Returns: UserActivity - User activity summary including trades, volume, and markets
Requires: API credentials (bearer token authentication)
Example:
from turbine_client import TurbineClient
client = TurbineClient(
host="https://api.turbinefi.com",
chain_id=137,
private_key="your_private_key",
api_key_id="your_api_key_id",
api_private_key="your_api_private_key"
)
# Get your activity
activity = client.get_user_activity(client.address)
print("Your Trading Activity:")
print(f" Total trades: {activity.total_trades}")
print(f" Total volume: ${activity.total_volume / 1_000_000:.2f}")
print(f" Markets traded: {activity.markets_traded}")
print(f" Active positions: {activity.active_positions}")
print(f" Last trade: {activity.last_trade_timestamp}")
# Check another user's activity
other_user = "0x742d35Cc6634C0532925a3b844Bc454e4438f44e"
other_activity = client.get_user_activity(other_user)
print(f"\nUser {other_user[:8]}... has {other_activity.total_trades} trades")
Position
@dataclass
class Position:
id: int
market_id: str
user_address: str
yes_shares: int # With 6 decimals
no_shares: int # With 6 decimals
yes_cost: int # Total cost of YES shares (6 decimals)
no_cost: int # Total cost of NO shares (6 decimals)
yes_revenue: int # Revenue from selling YES (6 decimals)
no_revenue: int # Revenue from selling NO (6 decimals)
total_invested: int # Net amount invested (6 decimals)
total_cost: int # Gross cost (6 decimals)
total_revenue: int # Gross revenue (6 decimals)
last_updated: int # Unix timestamp
UserStats
@dataclass
class UserStats:
total_cost: int # Total amount spent (6 decimals)
total_invested: int # Net invested (cost - revenue, 6 decimals)
position_value: int # Current value of holdings (6 decimals)
realized_pnl: int # Realized profit/loss (6 decimals)
unrealized_pnl: int # Unrealized profit/loss (6 decimals)
total_pnl: int # Total PNL (6 decimals)
roi: float # Return on investment (%)
win_rate: float # Percentage of winning trades
total_trades: int # Number of trades executed
UserActivity
@dataclass
class UserActivity:
total_trades: int # Number of trades
total_volume: int # Total trading volume (6 decimals)

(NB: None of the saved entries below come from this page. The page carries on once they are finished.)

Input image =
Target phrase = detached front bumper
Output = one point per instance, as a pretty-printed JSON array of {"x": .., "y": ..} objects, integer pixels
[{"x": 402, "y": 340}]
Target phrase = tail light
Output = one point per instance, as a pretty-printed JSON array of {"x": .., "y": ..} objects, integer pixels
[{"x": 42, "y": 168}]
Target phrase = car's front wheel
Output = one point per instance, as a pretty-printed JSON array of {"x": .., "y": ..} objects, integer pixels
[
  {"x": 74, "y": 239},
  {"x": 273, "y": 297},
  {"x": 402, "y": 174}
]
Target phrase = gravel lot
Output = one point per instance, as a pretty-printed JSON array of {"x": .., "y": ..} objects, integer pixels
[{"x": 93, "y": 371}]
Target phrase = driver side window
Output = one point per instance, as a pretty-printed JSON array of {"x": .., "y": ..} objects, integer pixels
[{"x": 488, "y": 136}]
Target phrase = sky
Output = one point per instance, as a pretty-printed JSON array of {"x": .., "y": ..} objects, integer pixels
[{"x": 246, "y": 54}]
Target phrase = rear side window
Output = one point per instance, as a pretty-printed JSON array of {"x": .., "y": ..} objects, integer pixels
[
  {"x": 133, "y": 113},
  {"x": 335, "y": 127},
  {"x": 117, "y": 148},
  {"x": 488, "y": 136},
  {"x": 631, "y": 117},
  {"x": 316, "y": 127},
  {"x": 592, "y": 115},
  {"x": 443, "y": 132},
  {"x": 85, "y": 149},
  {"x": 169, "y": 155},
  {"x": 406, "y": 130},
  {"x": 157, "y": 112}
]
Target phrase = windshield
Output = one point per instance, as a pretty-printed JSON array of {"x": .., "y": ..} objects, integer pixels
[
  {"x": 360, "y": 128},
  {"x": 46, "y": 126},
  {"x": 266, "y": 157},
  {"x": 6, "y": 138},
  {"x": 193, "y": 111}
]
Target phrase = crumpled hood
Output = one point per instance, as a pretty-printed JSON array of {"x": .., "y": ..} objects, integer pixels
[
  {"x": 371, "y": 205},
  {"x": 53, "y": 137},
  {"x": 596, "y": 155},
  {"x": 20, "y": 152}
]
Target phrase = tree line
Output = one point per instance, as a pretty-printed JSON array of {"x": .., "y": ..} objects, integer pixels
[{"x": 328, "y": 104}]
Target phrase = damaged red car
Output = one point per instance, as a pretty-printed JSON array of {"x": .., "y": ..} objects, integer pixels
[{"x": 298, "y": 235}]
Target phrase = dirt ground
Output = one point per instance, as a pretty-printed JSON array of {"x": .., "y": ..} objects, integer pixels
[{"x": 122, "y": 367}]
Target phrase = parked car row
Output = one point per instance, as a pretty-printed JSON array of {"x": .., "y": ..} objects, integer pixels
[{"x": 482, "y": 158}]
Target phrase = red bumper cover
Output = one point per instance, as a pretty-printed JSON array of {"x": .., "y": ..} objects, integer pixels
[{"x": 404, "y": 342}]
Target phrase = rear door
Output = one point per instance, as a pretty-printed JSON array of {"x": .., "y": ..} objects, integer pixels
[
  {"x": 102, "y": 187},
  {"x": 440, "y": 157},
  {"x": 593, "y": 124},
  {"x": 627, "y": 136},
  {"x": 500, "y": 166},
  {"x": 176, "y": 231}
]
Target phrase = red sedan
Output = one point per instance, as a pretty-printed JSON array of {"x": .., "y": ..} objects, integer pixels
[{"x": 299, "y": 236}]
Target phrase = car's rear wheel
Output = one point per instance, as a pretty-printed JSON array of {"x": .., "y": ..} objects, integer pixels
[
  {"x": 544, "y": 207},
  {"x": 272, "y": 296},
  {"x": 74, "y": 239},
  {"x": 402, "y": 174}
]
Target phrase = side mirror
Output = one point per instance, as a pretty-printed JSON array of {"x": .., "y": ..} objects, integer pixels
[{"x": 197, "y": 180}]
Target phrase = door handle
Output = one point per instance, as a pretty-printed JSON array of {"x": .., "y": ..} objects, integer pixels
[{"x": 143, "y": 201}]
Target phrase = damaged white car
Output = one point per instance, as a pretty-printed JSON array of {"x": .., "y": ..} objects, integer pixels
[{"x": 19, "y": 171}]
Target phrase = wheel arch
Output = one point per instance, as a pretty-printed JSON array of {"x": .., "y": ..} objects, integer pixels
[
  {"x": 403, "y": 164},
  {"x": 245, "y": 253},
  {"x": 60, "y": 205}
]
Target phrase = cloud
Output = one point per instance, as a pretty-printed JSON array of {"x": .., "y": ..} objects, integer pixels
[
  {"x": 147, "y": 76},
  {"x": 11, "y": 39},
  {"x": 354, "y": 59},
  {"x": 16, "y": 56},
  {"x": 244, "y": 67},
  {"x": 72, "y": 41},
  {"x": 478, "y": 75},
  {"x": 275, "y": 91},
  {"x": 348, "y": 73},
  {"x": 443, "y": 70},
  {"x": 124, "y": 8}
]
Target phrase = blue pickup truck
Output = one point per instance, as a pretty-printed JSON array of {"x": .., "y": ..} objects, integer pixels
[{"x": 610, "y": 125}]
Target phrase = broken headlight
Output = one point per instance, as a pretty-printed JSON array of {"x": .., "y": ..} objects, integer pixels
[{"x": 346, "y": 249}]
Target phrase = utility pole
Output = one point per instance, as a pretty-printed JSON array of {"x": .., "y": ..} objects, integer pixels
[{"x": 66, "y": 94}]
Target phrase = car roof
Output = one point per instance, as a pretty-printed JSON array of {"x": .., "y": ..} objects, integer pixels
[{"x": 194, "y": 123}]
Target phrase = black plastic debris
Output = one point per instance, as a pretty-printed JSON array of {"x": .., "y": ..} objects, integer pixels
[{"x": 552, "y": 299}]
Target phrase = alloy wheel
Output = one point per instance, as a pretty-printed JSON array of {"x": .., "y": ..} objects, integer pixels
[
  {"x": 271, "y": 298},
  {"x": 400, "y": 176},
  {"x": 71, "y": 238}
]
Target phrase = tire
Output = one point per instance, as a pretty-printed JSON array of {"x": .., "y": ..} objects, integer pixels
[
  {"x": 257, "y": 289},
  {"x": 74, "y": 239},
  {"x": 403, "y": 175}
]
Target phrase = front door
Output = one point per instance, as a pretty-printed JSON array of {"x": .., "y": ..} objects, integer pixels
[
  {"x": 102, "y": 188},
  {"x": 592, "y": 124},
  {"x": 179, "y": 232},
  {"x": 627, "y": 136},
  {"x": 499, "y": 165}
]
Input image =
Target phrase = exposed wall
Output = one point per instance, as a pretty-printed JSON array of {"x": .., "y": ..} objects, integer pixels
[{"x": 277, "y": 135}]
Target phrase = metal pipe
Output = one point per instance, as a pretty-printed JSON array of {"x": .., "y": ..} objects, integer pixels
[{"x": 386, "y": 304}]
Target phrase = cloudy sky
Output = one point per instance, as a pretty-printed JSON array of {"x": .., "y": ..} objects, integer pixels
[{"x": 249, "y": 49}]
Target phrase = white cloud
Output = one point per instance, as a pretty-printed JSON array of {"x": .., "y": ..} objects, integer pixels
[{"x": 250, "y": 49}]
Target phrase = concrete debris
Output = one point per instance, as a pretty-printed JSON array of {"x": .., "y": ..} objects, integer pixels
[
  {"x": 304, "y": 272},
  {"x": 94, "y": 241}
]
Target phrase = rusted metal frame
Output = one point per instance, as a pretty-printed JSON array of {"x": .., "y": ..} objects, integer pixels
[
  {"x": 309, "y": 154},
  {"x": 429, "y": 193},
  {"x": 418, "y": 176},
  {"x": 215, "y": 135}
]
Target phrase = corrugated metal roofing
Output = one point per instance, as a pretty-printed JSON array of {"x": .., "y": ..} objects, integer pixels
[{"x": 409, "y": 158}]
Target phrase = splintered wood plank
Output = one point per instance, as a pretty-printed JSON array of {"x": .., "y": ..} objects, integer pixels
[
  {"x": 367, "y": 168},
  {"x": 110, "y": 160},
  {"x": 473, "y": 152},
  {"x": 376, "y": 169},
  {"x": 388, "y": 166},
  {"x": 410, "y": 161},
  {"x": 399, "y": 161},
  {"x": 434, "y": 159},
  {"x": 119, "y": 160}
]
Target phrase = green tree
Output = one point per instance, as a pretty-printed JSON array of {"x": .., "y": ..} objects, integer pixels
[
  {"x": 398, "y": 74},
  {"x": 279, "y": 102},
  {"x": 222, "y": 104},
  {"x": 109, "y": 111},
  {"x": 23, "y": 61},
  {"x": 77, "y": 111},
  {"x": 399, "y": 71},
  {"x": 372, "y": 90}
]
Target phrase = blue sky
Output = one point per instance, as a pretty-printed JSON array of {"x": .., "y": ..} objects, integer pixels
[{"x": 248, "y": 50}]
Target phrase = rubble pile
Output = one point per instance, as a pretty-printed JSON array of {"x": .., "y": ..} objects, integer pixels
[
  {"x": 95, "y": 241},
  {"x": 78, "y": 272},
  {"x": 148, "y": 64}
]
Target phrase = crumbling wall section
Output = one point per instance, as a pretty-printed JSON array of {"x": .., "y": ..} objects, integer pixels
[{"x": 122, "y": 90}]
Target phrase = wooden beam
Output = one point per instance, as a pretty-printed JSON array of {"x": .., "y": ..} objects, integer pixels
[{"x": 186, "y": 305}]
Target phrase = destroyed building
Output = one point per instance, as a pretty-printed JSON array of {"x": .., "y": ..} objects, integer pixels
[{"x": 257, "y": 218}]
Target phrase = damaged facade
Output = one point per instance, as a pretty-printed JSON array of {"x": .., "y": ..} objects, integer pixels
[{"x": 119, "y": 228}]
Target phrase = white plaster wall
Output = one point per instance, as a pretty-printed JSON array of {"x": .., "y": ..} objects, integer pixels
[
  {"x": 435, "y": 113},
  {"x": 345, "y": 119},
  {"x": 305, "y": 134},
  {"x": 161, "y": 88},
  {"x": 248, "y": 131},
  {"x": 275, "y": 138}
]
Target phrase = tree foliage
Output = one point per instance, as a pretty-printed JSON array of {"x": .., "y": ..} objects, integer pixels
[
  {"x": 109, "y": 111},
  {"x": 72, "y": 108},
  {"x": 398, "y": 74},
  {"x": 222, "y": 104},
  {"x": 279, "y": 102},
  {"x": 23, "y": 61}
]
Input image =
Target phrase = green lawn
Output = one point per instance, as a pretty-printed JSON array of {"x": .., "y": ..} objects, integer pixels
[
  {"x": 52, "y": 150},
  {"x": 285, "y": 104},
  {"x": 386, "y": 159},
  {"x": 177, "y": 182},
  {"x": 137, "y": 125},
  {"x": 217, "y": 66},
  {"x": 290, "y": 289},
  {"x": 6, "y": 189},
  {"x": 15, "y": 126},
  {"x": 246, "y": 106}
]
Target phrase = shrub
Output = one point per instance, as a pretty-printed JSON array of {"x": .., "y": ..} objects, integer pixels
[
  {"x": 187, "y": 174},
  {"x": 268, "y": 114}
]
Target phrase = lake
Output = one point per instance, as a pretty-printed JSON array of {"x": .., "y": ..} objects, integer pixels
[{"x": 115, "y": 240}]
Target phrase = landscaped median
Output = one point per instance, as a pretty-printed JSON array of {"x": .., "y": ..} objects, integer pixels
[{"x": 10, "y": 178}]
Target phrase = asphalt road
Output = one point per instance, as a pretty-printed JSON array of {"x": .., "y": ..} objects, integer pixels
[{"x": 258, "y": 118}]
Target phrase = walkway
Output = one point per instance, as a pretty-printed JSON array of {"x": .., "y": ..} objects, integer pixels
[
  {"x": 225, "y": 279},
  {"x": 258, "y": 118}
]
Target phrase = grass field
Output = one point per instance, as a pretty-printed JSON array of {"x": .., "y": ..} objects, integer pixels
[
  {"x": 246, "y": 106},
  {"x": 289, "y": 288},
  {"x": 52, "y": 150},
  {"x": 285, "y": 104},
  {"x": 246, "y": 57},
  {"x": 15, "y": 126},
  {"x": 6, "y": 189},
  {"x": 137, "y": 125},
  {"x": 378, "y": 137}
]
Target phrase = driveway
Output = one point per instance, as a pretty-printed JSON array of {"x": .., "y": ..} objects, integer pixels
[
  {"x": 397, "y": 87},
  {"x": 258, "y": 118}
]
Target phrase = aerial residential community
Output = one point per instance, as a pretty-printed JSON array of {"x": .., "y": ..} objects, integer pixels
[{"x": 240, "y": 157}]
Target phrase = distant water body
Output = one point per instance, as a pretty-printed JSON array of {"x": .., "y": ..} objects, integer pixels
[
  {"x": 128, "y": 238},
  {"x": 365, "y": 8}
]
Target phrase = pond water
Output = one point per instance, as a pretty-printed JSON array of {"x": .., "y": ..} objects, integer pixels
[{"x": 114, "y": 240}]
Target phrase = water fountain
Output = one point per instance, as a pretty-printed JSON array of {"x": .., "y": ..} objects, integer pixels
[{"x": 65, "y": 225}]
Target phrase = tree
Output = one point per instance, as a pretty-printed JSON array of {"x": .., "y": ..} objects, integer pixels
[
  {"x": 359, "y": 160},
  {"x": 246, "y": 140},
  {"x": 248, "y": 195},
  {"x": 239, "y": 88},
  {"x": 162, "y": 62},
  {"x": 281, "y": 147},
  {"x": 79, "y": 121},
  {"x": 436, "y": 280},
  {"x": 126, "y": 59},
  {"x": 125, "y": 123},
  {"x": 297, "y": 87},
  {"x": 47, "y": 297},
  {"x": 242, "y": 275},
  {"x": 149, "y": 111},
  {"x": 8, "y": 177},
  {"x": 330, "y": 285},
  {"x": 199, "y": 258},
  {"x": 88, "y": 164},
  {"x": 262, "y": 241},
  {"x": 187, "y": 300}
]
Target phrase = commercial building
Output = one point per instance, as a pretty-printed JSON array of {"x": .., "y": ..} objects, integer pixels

markets_traded: int # Number of unique markets
active_positions: int # Number of open positions
last_trade_timestamp: int # Unix timestamp of last trade
Calculating PNL
Positions track both cost and revenue to enable PNL calculations:
from turbine_client import TurbineClient
client = TurbineClient(
host="https://api.turbinefi.com",
chain_id=137,
private_key="your_private_key",
api_key_id="your_api_key_id",
api_private_key="your_api_private_key"
)
positions = client.get_user_positions(client.address)
for pos in positions:
# Convert to USDC (6 decimals → dollars)
yes_shares = pos.yes_shares / 1_000_000
no_shares = pos.no_shares / 1_000_000
yes_cost = pos.yes_cost / 1_000_000
no_cost = pos.no_cost / 1_000_000
yes_revenue = pos.yes_revenue / 1_000_000
no_revenue = pos.no_revenue / 1_000_000
# Net invested = cost - revenue from sells
net_invested = pos.total_invested / 1_000_000
# For realized PNL, compare revenue to cost for closed positions
# For unrealized PNL, you'd need current market prices
print(f"Position {pos.market_id[:10]}...")
print(f" YES: {yes_shares:.2f} shares @ ${yes_cost:.2f} cost")
print(f" NO: {no_shares:.2f} shares @ ${no_cost:.2f} cost")
print(f" Revenue: ${yes_revenue + no_revenue:.2f}")
print(f" Net invested: ${net_invested:.2f}")
Notes
- Authentication required: All position methods require API credentials (bearer token).
- Scaling: All monetary values and share counts use 6 decimals. Divide by 1,000,000 to get human-readable values.
- Real-time data: Positions are updated in real-time as trades execute.
- Cross-market aggregation:
get_user_positions() and get_user_stats() aggregate data across all markets.
- Privacy: You can only query detailed position data for markets you’re authenticated for. Public market data (orderbooks, trades) is available without authentication.